There’s no denying the power of smartphones and tablets, as they were responsible for a significant shift in the way we do things, changing our online experiences and making marketers adapt to the new digital landscape.
Wearable tech could be the next piece of the puzzle to cause some stir, and shape the future of marketing. According to Business Insider, approximately 148 million units of wearables will be purchased in 2019, significantly more than the 33 million sold in 2014.
To be specific, the figures are also on Apple’s side, as the tech giant sold more Apple Watches in 2015, than Android Wear devices were sold throughout 2014.
There’s an inevitable futuristic quality attached to wearables, one that makes them seem incredibly promising. The device’s compact size calls for immediacy and concise content, which can make traditional advertising, and even YouTube look quite old in comparison.
Additionally, the phrase “You are what you wear” rings true in this case as well. Wearable tech is primarily utilitarian, but the device is also related to fashion, and arguably, that is one of its unique selling points. The focus on the appearance of the device will always be prominent, and it’s easy to see why: one is bound to prioritise the aesthetics, especially when the product is visibly attached to their wrist every day.
The impact of wearables varies greatly from one sector to another. The device can yield excellent outcomes, particularly in certain industries: Health and Fitness is at the top of the list, as consumers recognise how useful the device can be in that area. According to PwC, 77% of users want the device to help with exercising, while 75% want wearables to gather and track medical information.
The sector of E-Commerce is also a suitable one for wearables: A study by Computer Business Review shows that 70% of consumers would be happy to exchange their personal information (buying habits and search data), for promotional offers. This is good news considering companies can benefit from usable data to tailor content, and make the wearable experience a lot smarter.
Another significant sector is App Development. There’s a growing willingness to invest in the technology, which shows the potential of the App Development industry: the Apple Watch already offers more than 8500 apps.
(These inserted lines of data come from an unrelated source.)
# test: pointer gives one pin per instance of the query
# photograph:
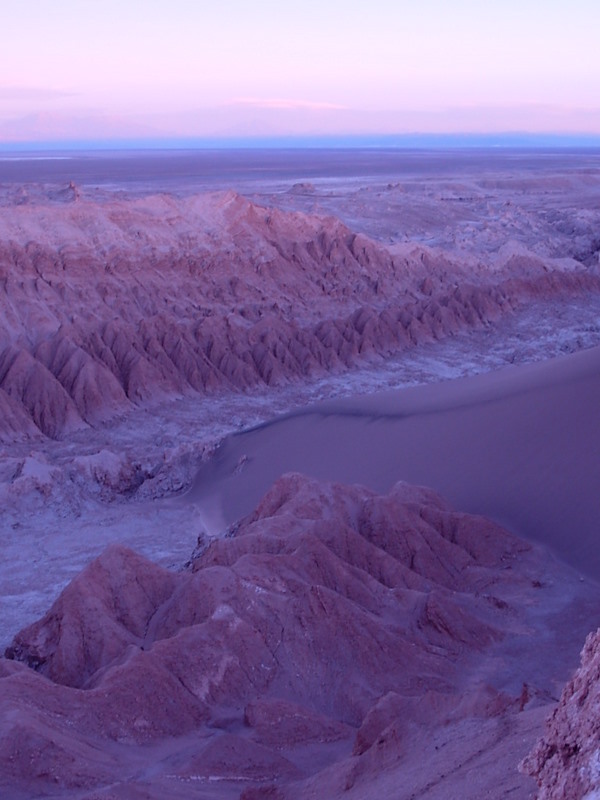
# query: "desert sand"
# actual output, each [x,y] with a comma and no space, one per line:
[299,473]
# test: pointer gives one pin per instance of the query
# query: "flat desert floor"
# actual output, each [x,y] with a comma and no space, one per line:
[298,469]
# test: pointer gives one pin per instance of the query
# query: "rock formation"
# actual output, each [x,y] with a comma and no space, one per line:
[109,304]
[566,761]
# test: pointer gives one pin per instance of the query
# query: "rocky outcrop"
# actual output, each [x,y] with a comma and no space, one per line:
[329,615]
[107,305]
[566,761]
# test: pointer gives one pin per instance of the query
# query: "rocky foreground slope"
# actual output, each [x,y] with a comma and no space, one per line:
[566,761]
[333,640]
[107,305]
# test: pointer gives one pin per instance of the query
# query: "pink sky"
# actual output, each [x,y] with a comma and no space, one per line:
[151,67]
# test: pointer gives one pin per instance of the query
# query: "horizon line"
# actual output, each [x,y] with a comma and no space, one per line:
[416,140]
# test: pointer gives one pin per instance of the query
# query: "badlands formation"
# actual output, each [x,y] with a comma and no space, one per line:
[240,558]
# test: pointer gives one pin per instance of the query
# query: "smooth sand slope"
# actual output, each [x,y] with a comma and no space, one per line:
[520,445]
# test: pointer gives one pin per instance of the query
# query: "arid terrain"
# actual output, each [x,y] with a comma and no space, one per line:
[299,473]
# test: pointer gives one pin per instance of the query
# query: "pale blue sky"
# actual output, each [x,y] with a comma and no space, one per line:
[162,64]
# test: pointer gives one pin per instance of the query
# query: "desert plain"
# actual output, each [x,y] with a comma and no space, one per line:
[299,474]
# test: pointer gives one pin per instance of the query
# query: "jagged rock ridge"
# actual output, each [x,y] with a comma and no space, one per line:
[330,615]
[108,305]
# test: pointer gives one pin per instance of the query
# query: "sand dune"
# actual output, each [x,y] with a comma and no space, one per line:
[105,305]
[308,620]
[303,654]
[520,445]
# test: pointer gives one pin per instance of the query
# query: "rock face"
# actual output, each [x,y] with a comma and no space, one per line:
[332,621]
[566,761]
[105,305]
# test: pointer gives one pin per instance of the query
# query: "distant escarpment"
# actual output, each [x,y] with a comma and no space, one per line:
[107,305]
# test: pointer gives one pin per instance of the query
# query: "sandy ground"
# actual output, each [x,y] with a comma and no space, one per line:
[501,420]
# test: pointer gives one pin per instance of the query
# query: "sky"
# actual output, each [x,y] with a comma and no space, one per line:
[110,68]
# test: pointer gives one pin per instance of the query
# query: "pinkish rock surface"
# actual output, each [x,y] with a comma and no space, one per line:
[109,304]
[331,627]
[566,761]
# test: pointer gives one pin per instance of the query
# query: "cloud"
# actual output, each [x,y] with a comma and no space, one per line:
[282,104]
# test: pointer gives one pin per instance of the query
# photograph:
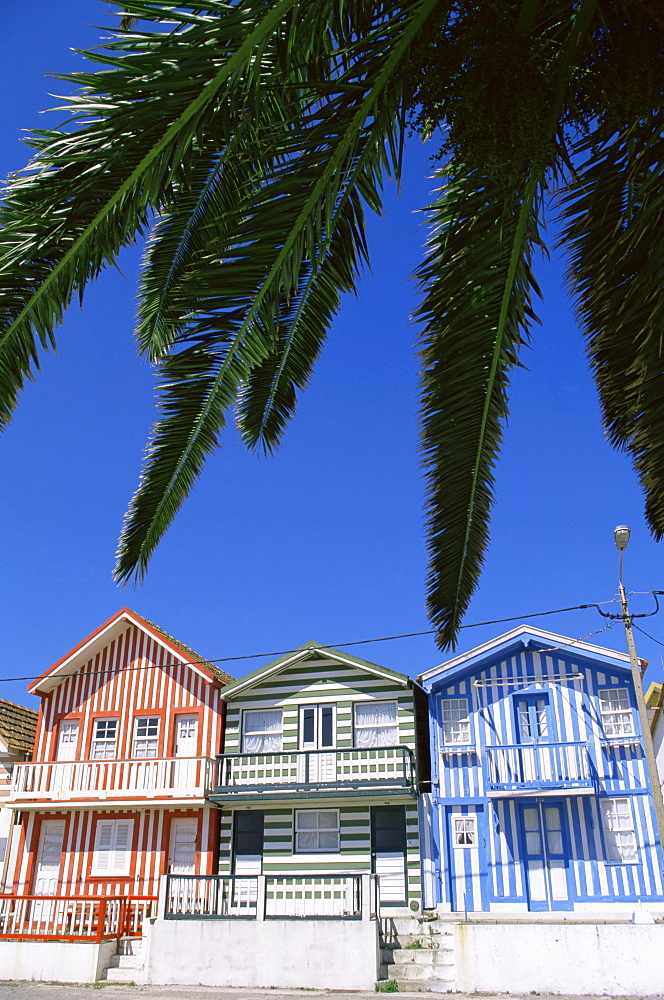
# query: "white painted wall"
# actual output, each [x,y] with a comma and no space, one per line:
[54,961]
[617,959]
[305,954]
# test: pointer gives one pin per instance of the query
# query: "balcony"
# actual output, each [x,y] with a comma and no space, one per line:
[113,780]
[324,772]
[538,767]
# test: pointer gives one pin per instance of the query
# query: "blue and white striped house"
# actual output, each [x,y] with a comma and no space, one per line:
[540,796]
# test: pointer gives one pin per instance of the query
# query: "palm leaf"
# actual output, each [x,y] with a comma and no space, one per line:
[250,277]
[615,234]
[476,315]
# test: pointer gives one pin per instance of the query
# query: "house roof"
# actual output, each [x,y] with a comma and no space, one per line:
[17,726]
[522,637]
[310,651]
[112,629]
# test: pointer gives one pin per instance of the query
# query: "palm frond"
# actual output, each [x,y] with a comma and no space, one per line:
[476,316]
[249,277]
[614,211]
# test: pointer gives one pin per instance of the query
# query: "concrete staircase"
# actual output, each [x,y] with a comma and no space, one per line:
[418,954]
[123,965]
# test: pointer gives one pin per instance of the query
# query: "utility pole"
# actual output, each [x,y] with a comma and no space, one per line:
[621,537]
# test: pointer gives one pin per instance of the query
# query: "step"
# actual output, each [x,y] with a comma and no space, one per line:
[417,956]
[419,986]
[118,975]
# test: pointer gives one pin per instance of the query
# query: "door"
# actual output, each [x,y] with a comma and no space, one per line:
[317,726]
[48,857]
[534,733]
[545,857]
[186,749]
[248,836]
[182,852]
[388,851]
[63,775]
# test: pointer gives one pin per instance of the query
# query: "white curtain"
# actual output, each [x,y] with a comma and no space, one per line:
[376,724]
[262,732]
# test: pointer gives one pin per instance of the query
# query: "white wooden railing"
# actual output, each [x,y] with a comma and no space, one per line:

Not to mention that both Google and Pebble also have their own growing list of apps.
Apps that take communication to the next level can be the cherry on top, lending a newfound efficiency to wearables that can be particularly appealing to professionals who are always on the go, and make their working lives more convenient.
The increasing popularity of wearables can change customer experience as we know it, and for the better. Besides mentioning exercise and medical information, Millennials have also said that the retail experience is one of wearables’ main attractive traits.
Indeed, the promise of an enhanced customer experience is definitely on the cards.
Scott Bauer, PwC’s U.S. retail and consumer practice partner, had this to say: “Wearable technology will slowly shift retail conventions — as retailers will be able to connect the dots between pre- and in-store behaviour — and reach a new level of interconnected retail.”
This is certainly one of wearables’ main strengths. Wearable tech can use consumers’ real-time location and proceed to deliver geo-targeted ads to them.
Real-time intent data allows customers to receive personalised recommendations and deals according to their location and responses. Geo-targeting can be applied with mobile, but it can take new shape within wearables, making it even more efficient, due to the more intimate experience wearables can afford.
Wearable tech is officially on the rise, and that prompts quite a few questions about its future and its impact on marketing.
The product’s target market is tech savvy and holding high expectations. The small screen will need to offer a seamless experience, and content will also need to inspire confidence more than ever. But rest assured that no challenge is too big for the right professionals.